Ora, quantos de nós nos sentimos pais de nossos pais muitas vezes na vida? A narrativa de ‘Anne with E” é um deleite de contestação sobre todo tipo de estigma, política e paradigma social. Pais que abandonam existem aos milhares. O Brasil inclusive é um país com recorde de filhos que não são registrados pelos homens genitores. Mais de 80 mil crianças foram registradas nos cartórios brasileiros no 1º semestre de 2020 com o nome do pai em branco. A privação afetiva não está apenas no registro timbrado e autenticado. É mais intensa: pois há famílias castradoras e vampirescas do emocional dos seus com papel passado. Há círculos familiares, acadêmicos, profissionais, relacionais, dentre outros, que tratam-se de um verdadeiro pandemônio. Anne vai amadurecendo, consegue ser adotada por dois irmãos e amplia seu conceito sobre o que pode ser nomeado de família, amizade, escola, ou qualquer outro espaço de convívio que são, cada vez mais determinados por laços de afinidade e respeito. Família é quem te respeita. Amigo, amor, colega, parceiro é quem te respeita. Respiremos esse mantra, mas principalmente, vamos aprender com Anne a não se auto-abandonar em nenhuma ocasião: nem emocionalmente, fisicamente e nem financeiramente.

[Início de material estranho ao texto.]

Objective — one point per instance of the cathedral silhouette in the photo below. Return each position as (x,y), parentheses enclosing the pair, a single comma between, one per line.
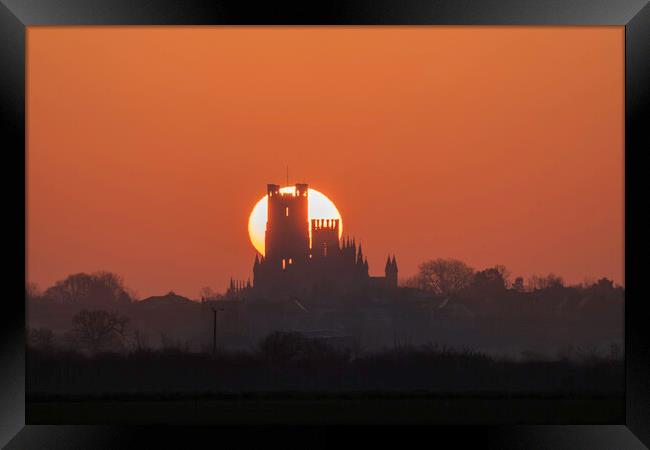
(294,266)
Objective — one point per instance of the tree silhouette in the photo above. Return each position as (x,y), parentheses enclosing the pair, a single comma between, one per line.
(97,288)
(444,276)
(99,330)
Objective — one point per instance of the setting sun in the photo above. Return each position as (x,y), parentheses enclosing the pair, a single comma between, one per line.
(320,207)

Por isso que quando alguém chegar em sua vida, seja lá como for, saiba que pode haver traumas, medos, expectativas e, como todo ser humano, uma necessidade imensa de ser amado e acolhido. Gosto de quando Jesus dizia ser o filho do ‘homem’. Ele traz implícito a sua humanidade e condição terrena, sem desrespeitar aos pais, mas mesmo assim, sendo avassalador no tema irmandade, servindo de ímã para os que desejassem seguir o reino da consciência, bem à frente do que prega uma sociedade submissa aos costumes e papeis sociais temporários e rasos. Não quis trazer spoiller sobre a série, porque talvez haja apenas uma produção cinematográfica para encerrar a saga de Anne. Ao invés disso, colhi algumas frases que me impactaram muito. Cada uma delas valeria meditação, reflexão individual ou em troca com pessoas que se predisponham a isso. Liberemos e limpemos qualquer vestígio de dor daqueles que não puderam cumprir com seus ofícios sociais. A gente só pode realmente dar o que tem. Abrace este coração calejado e encontre aquele amor essencial por você dentro desse peito valente.
Segue aqui as doze lições – ou 12 mandamentos – da série/livro Anne com E:
1. Honraremos nossas emoções para que nossos espíritos triunfem;
2. Eu escolho a mim mesma e assim jamais ficarei decepcionada;
3. Não há nada de errado em ser diferente;
4. Mulheres não se completam com um homem. Mulheres já são completas quando chegam ao mundo;
5 . É claro que você precisa saber ler. Ler é tudo. Todo livro contém um mundo inteiro;
6. Os sonhadores mudam o mundo;
7. Ninguém, além de você, pode determinar o seu valor;
8. É completamente irracional esperar ser feliz o tempo todo. Não conhecerá a alegria se não souber o que é a tristeza;
9. A mudança de uma nova estação traz possibilidades. E todos nós não merecemos isso? Um novo começo, ou a sensação de um, pelo menos;
10. As pessoas enxergam o que desejam, independente da verdade;
11. Não é o que o mundo reserva para você, mas o que você traz para o mundo;
12. Às vezes, é preciso deixar as pessoas amarem você.